There were patterns in the tones of the pieces:

One, the “I have to take some time to backpedal and wryly point out that, since I am a scientist, I believe nothing–NOTHING–it is all about hypothesis and vigorous scientific method.” OK, but that sure takes the magic right out of it, and I got tired of it by the third time I saw it.

Two, the “I am academic and I have a world-altering idea and I can’t seem to get my boneheaded colleagues to just agree that this unproved idea of mine is bloody genius so I’m going to use this opportunity as a soapbox.” Jared Diamond’s essay comes off like this, for one, with him sounding wounded and unheeded, whereas I would argue that Mr. Diamond’s conjectures get a lot of publicity.

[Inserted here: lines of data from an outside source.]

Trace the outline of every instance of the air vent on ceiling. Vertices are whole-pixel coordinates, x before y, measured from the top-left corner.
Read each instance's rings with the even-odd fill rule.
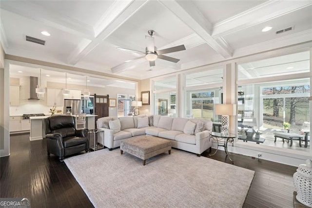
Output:
[[[30,36],[26,36],[26,41],[30,42],[35,42],[35,43],[40,44],[40,45],[44,45],[45,44],[45,41],[42,40],[38,39],[38,38],[34,38]]]
[[[292,30],[293,29],[293,27],[287,27],[287,28],[283,29],[282,30],[278,30],[278,31],[275,32],[275,34],[277,35],[280,33],[282,33],[284,32],[287,32],[290,30]]]

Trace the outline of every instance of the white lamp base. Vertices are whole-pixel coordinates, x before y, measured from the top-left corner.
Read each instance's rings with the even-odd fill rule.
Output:
[[[229,133],[229,116],[221,116],[221,133],[224,134]]]

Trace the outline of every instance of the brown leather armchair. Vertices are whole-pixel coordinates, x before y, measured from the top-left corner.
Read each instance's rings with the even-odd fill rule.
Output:
[[[48,155],[50,153],[64,157],[89,151],[88,129],[75,128],[75,118],[72,116],[54,116],[44,119]]]

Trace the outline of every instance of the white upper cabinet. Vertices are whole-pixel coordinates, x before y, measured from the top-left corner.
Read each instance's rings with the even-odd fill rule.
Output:
[[[81,99],[81,91],[75,89],[70,90],[70,94],[64,95],[64,99],[80,100]]]
[[[47,90],[47,105],[63,106],[63,104],[62,90],[48,88]]]

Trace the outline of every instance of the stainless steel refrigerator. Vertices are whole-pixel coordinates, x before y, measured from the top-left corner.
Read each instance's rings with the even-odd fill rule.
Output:
[[[68,115],[81,113],[81,100],[64,99],[63,112]]]

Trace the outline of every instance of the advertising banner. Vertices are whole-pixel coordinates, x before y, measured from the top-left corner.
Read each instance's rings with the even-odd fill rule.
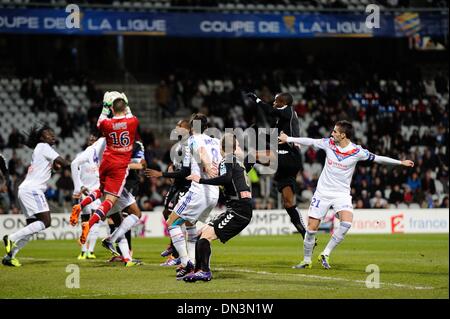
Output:
[[[379,23],[375,23],[378,21]],[[448,33],[448,12],[163,13],[0,9],[0,33],[220,38],[406,37]]]
[[[214,210],[210,218],[214,218],[223,210]],[[306,222],[306,210],[302,210]],[[52,214],[51,227],[39,233],[37,239],[73,239],[80,236],[80,226],[69,224],[70,214]],[[327,215],[320,228],[330,231],[331,225],[339,226],[339,220],[333,214]],[[0,215],[0,235],[11,234],[26,225],[23,215]],[[134,237],[167,236],[165,222],[160,210],[143,212],[140,222],[133,227]],[[204,224],[198,222],[198,228]],[[106,223],[100,227],[100,237],[108,234]],[[287,235],[295,231],[284,210],[255,210],[250,224],[242,231],[242,236]],[[448,233],[449,212],[447,209],[361,209],[354,211],[354,220],[350,234],[420,234]]]

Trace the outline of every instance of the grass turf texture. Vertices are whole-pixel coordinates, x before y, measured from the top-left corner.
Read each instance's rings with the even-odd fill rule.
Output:
[[[0,267],[0,298],[448,298],[448,234],[349,235],[325,270],[317,255],[328,242],[319,235],[312,269],[292,269],[303,255],[298,235],[237,237],[212,245],[213,280],[175,280],[161,267],[167,238],[133,239],[131,268],[107,263],[97,241],[96,260],[76,259],[75,241],[32,241],[17,256],[22,267]],[[3,246],[3,245],[2,245]],[[79,265],[80,288],[66,288],[69,264]],[[366,267],[380,269],[380,288],[368,289]],[[180,290],[182,289],[182,290]]]

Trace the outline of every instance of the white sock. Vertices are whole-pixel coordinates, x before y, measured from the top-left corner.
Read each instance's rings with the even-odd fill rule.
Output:
[[[303,241],[303,251],[304,257],[303,261],[310,263],[312,252],[314,250],[314,245],[316,243],[316,233],[317,231],[312,231],[307,229],[305,234],[305,240]]]
[[[327,247],[325,247],[323,254],[329,256],[333,249],[336,248],[337,245],[341,243],[341,241],[344,240],[345,234],[350,230],[350,227],[352,227],[352,223],[349,222],[340,222],[338,229],[333,233],[333,236],[331,236],[330,241],[327,244]]]
[[[96,223],[96,224],[92,225],[91,229],[89,229],[89,235],[88,235],[86,242],[87,242],[87,248],[89,249],[89,251],[91,253],[93,253],[95,250],[95,243],[97,242],[99,227],[100,227],[99,223]]]
[[[187,252],[189,259],[195,260],[195,244],[198,240],[197,226],[186,226]]]
[[[44,229],[45,229],[44,223],[41,222],[40,220],[37,220],[37,221],[31,223],[30,225],[9,235],[9,239],[13,242],[16,242],[28,235],[34,235],[36,233],[39,233],[40,231],[43,231]]]
[[[128,215],[127,218],[125,218],[122,221],[122,224],[120,224],[119,227],[116,228],[116,230],[111,234],[110,240],[111,242],[115,243],[119,238],[121,238],[127,231],[131,229],[136,223],[139,221],[139,218],[136,215]]]
[[[15,247],[11,251],[11,257],[12,258],[16,257],[16,255],[19,252],[19,250],[21,250],[30,241],[30,239],[32,237],[33,237],[33,235],[27,235],[25,237],[22,237],[18,241],[16,241],[15,242]]]
[[[168,227],[170,238],[172,243],[180,255],[181,264],[186,267],[189,257],[186,248],[186,239],[184,238],[184,233],[180,226],[169,226]]]
[[[119,245],[120,248],[120,252],[122,253],[122,257],[124,259],[131,260],[131,255],[130,255],[130,247],[128,247],[128,240],[125,236],[122,236],[121,238],[118,239],[117,244]]]

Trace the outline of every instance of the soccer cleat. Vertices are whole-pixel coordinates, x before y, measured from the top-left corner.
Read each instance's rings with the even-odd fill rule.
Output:
[[[181,264],[180,258],[174,258],[173,256],[169,256],[165,262],[159,264],[160,266],[177,266]]]
[[[70,225],[75,226],[78,224],[78,218],[80,217],[81,213],[81,205],[76,204],[72,207],[72,213],[70,214]]]
[[[141,265],[143,265],[143,263],[139,259],[131,259],[131,260],[125,261],[125,267],[133,267],[133,266],[141,266]]]
[[[113,256],[120,256],[119,252],[114,247],[114,244],[109,241],[108,237],[102,240],[102,246],[108,249]]]
[[[190,273],[184,276],[183,280],[185,282],[196,282],[196,281],[211,281],[212,274],[210,271],[199,270],[195,273]]]
[[[171,255],[172,253],[173,253],[172,246],[169,245],[169,247],[167,247],[166,250],[161,252],[161,257],[167,257],[167,256]]]
[[[8,235],[3,236],[3,243],[5,244],[6,254],[11,257],[11,251],[14,248],[14,242],[9,239]]]
[[[112,256],[111,259],[109,260],[110,263],[116,261],[126,262],[122,256]]]
[[[11,258],[9,256],[5,256],[2,259],[2,264],[10,267],[20,267],[22,264],[19,262],[17,258]]]
[[[182,280],[184,276],[188,275],[191,272],[194,272],[194,265],[190,261],[188,261],[186,267],[181,265],[176,269],[177,280]]]
[[[312,268],[312,263],[311,262],[306,262],[306,261],[303,260],[298,265],[292,266],[292,268],[294,268],[294,269],[311,269]]]
[[[325,268],[325,269],[330,269],[331,268],[331,266],[330,266],[330,256],[324,255],[323,253],[321,253],[319,255],[319,257],[317,258],[317,261],[322,264],[323,268]]]
[[[81,245],[84,245],[86,243],[86,239],[89,234],[89,228],[89,222],[81,223],[81,235],[80,239],[78,240]]]
[[[97,259],[97,256],[95,256],[94,252],[87,252],[86,254],[87,259]]]

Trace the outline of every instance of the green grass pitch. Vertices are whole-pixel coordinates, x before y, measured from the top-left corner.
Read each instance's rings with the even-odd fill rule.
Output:
[[[17,256],[22,267],[0,266],[0,298],[449,298],[448,234],[349,235],[325,270],[316,256],[328,238],[319,235],[307,270],[291,268],[302,254],[298,235],[215,241],[208,283],[176,281],[174,267],[159,266],[167,238],[134,239],[145,264],[131,268],[107,263],[100,241],[97,260],[83,261],[75,241],[32,241]],[[78,289],[66,287],[69,264],[79,265]],[[366,287],[369,264],[380,269],[379,288]]]

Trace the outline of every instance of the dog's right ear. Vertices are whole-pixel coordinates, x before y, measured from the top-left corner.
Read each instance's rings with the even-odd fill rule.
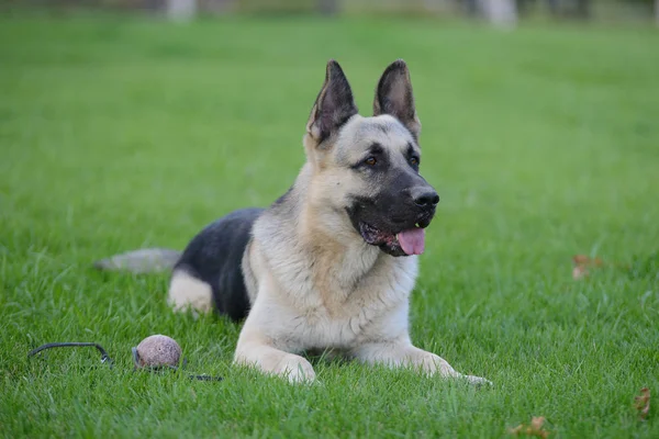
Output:
[[[353,90],[340,66],[327,63],[325,83],[316,98],[306,123],[306,133],[317,143],[338,132],[348,119],[357,114]]]

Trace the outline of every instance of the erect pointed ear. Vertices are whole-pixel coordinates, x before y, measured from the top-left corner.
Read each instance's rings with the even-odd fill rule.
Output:
[[[416,116],[416,108],[414,106],[410,70],[402,59],[387,67],[380,82],[378,82],[373,101],[373,115],[379,116],[380,114],[394,116],[410,130],[414,139],[418,139],[421,122]]]
[[[353,90],[338,63],[327,63],[325,83],[316,98],[306,123],[306,133],[319,144],[333,135],[357,114]]]

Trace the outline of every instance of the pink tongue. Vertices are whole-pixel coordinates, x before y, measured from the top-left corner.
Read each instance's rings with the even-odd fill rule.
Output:
[[[425,248],[425,229],[417,227],[403,230],[395,236],[407,255],[421,255]]]

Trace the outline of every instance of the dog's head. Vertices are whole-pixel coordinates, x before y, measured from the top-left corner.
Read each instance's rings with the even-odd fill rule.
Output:
[[[403,60],[382,74],[371,117],[358,114],[346,76],[331,60],[304,136],[309,200],[389,255],[422,254],[439,196],[418,173],[420,132]]]

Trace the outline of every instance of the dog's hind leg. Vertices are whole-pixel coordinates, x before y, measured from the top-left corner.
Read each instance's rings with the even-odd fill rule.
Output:
[[[206,282],[185,270],[175,270],[167,302],[176,312],[192,309],[202,314],[210,313],[213,309],[213,290]]]

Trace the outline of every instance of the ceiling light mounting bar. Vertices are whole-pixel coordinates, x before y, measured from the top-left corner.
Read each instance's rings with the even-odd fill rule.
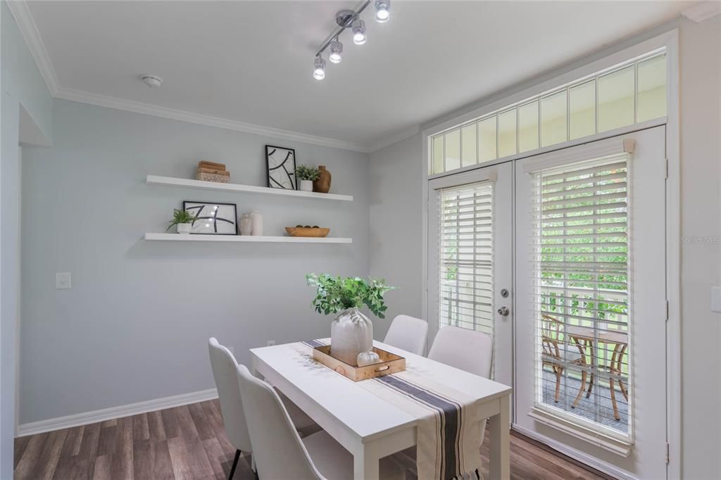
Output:
[[[345,29],[350,28],[351,24],[353,24],[353,20],[358,19],[363,11],[366,9],[373,0],[366,0],[363,1],[363,4],[357,10],[341,10],[335,14],[335,21],[338,24],[338,27],[333,30],[323,42],[323,45],[321,45],[318,51],[316,52],[316,56],[320,55],[321,53],[325,51],[325,49],[328,48],[331,42],[336,40],[338,38],[338,35],[342,33]]]

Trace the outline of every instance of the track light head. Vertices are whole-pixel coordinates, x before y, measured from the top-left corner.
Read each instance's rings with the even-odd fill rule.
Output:
[[[339,42],[337,38],[330,43],[329,48],[330,55],[328,55],[328,60],[333,63],[340,63],[340,61],[342,60],[343,44]]]
[[[356,18],[353,20],[353,43],[363,45],[368,41],[368,37],[366,36],[366,22],[360,19]]]
[[[313,68],[313,78],[316,80],[322,80],[325,78],[325,61],[319,55],[316,57]]]
[[[391,0],[376,0],[376,22],[385,23],[391,17]]]

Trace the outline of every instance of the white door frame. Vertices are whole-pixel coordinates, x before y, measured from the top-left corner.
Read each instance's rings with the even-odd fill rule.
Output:
[[[658,48],[665,48],[666,52],[667,81],[666,105],[667,116],[642,124],[619,128],[609,132],[597,134],[590,137],[559,143],[552,147],[547,147],[516,155],[512,157],[485,162],[473,167],[463,169],[446,174],[456,174],[473,169],[482,168],[510,160],[537,155],[545,151],[552,151],[570,146],[581,145],[589,141],[600,140],[618,135],[622,135],[655,125],[666,125],[666,160],[668,176],[666,179],[666,280],[667,300],[668,301],[668,318],[666,329],[666,437],[668,443],[668,478],[681,478],[681,147],[680,147],[680,111],[679,111],[679,73],[678,73],[678,30],[670,30],[656,37],[642,41],[627,48],[618,47],[608,49],[609,54],[599,60],[574,68],[572,65],[561,75],[540,82],[533,86],[515,92],[508,96],[499,98],[492,97],[489,100],[482,102],[475,108],[449,120],[444,120],[425,127],[421,135],[420,181],[422,184],[422,275],[421,312],[423,319],[428,320],[428,152],[430,136],[438,132],[459,125],[474,118],[481,117],[506,105],[522,101],[523,99],[538,95],[560,85],[572,81],[576,79],[590,75],[594,72],[609,68],[613,65],[626,61],[630,58],[644,55]],[[443,176],[443,175],[441,175]],[[438,175],[435,176],[439,177]],[[564,445],[555,445],[557,450],[563,451],[569,456],[582,462],[586,462],[580,452]],[[612,466],[608,466],[612,468]]]

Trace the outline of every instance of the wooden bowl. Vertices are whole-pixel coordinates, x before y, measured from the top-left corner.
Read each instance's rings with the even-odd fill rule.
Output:
[[[291,236],[313,236],[324,237],[330,231],[330,228],[318,227],[306,228],[305,227],[286,227],[286,231]]]

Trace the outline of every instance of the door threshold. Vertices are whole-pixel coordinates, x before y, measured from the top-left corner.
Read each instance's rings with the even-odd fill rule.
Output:
[[[549,453],[552,453],[552,454],[556,455],[557,457],[562,458],[564,461],[568,462],[569,463],[572,463],[572,464],[575,465],[576,466],[580,467],[581,468],[583,468],[584,470],[588,471],[589,473],[593,474],[594,475],[597,475],[597,476],[601,477],[602,479],[606,479],[606,480],[616,480],[616,478],[615,476],[611,476],[611,475],[609,475],[606,473],[601,471],[600,470],[596,470],[596,468],[594,468],[593,467],[590,466],[590,465],[584,463],[583,462],[582,462],[582,461],[580,461],[579,460],[576,460],[575,458],[574,458],[572,457],[570,457],[567,455],[566,455],[565,453],[564,453],[563,452],[557,450],[555,448],[554,448],[553,447],[552,447],[552,446],[550,446],[549,445],[547,445],[546,443],[544,443],[543,442],[541,442],[541,441],[539,441],[538,440],[536,440],[535,438],[533,438],[533,437],[529,437],[529,436],[528,436],[528,435],[525,435],[523,433],[521,433],[521,432],[519,432],[518,430],[516,430],[515,428],[511,428],[510,429],[510,434],[512,435],[513,435],[514,437],[516,437],[518,438],[520,438],[520,439],[523,440],[524,442],[528,442],[528,443],[530,443],[530,444],[531,444],[531,445],[533,445],[534,446],[536,446],[536,447],[538,447],[539,448],[540,448],[541,450],[546,450],[547,452],[548,452]]]

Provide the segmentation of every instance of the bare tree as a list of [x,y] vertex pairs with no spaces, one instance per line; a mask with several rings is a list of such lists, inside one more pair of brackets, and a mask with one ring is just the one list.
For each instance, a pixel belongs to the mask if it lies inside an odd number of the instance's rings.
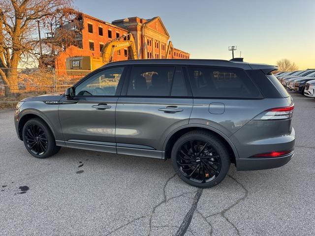
[[0,76],[8,88],[18,91],[16,68],[21,59],[33,54],[37,21],[71,4],[71,0],[1,0],[0,1]]
[[288,59],[282,59],[277,62],[277,65],[280,71],[293,71],[297,70],[299,67],[294,62]]

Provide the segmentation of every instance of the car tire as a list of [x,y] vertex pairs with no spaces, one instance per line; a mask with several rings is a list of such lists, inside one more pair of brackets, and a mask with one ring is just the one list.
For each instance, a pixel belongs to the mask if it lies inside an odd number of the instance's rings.
[[61,147],[56,145],[50,128],[40,118],[27,121],[23,126],[22,135],[27,150],[35,157],[46,158],[60,150]]
[[171,159],[178,176],[189,184],[199,188],[209,188],[220,183],[230,164],[226,145],[216,135],[200,130],[182,136],[173,147]]

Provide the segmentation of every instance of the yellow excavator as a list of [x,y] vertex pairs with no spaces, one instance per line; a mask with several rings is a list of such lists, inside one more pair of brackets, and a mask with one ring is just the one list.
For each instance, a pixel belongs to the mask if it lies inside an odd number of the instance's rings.
[[[124,41],[121,41],[123,39]],[[67,74],[73,75],[87,74],[89,71],[112,62],[114,53],[123,48],[128,48],[128,55],[130,59],[138,59],[134,38],[132,34],[129,33],[107,42],[102,49],[101,57],[86,56],[67,58],[65,60]]]

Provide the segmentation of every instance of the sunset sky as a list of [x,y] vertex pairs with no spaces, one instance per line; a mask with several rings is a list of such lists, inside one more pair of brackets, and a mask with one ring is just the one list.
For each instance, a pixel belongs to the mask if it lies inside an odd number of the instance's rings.
[[286,58],[315,68],[315,0],[75,0],[104,21],[159,16],[175,47],[192,59],[229,59],[229,46],[244,61],[275,64]]

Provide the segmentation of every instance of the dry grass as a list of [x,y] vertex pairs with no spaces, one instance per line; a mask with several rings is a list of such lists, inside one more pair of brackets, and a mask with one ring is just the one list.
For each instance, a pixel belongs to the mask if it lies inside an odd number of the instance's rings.
[[16,93],[10,96],[0,98],[0,110],[14,109],[18,102],[25,98],[48,93],[46,91],[35,93]]

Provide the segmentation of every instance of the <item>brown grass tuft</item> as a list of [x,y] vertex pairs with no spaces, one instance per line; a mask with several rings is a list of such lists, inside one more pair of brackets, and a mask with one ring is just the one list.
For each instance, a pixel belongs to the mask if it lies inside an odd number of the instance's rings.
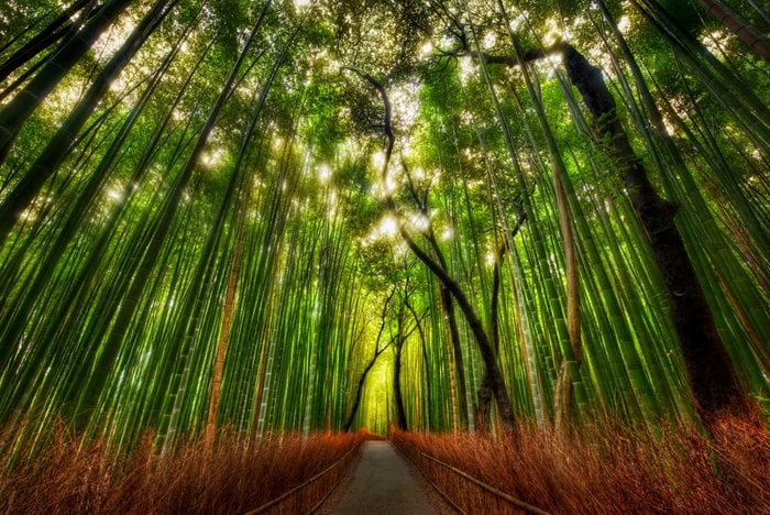
[[553,513],[770,513],[770,436],[727,418],[713,440],[664,427],[657,437],[601,423],[568,439],[521,428],[494,440],[474,435],[392,432],[394,442],[469,513],[512,511],[421,452]]
[[[114,452],[103,441],[82,446],[59,426],[33,459],[19,460],[0,478],[0,512],[244,513],[321,472],[364,438],[362,432],[307,439],[290,434],[250,445],[224,431],[207,460],[198,439],[161,454],[153,446],[154,435],[147,432],[132,452]],[[307,513],[354,454],[274,511]]]

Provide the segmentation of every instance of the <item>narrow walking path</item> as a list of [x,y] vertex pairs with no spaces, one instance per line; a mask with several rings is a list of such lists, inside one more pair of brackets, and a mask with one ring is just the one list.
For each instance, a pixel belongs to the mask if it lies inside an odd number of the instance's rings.
[[409,465],[389,441],[366,441],[338,514],[436,514]]

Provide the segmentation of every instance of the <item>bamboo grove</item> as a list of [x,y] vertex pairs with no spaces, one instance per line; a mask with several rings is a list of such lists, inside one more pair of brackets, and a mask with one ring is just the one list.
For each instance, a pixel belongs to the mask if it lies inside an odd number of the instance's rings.
[[7,0],[0,419],[170,446],[767,413],[768,26]]

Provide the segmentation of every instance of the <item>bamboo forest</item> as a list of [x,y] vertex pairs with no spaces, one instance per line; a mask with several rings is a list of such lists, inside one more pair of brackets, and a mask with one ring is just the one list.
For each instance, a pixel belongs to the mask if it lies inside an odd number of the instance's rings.
[[0,3],[2,513],[770,513],[766,2]]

Three, the “I didn’t really understand the assignment” scribbles that are kind of awkward to read.

Within the jumble are some gems, and some fascinating conflicting predicitions. My personal favorite is Rudy Rucker’s suggestion of a modified “Many Universes” theory. Only a page long, it packs in so much dense imagery and ideas that it took me half an hour to read. Also compelling: David Buss’ assertion of the scientific existence of true love, John H. McWhorter’s out-there-but-wow theory that some Indonesian languages were actually spoken cross-species (i.e. simultaneously by humans and another higher-order primate), and Bruce Sterling’s hair-raising five-word downer about climate change.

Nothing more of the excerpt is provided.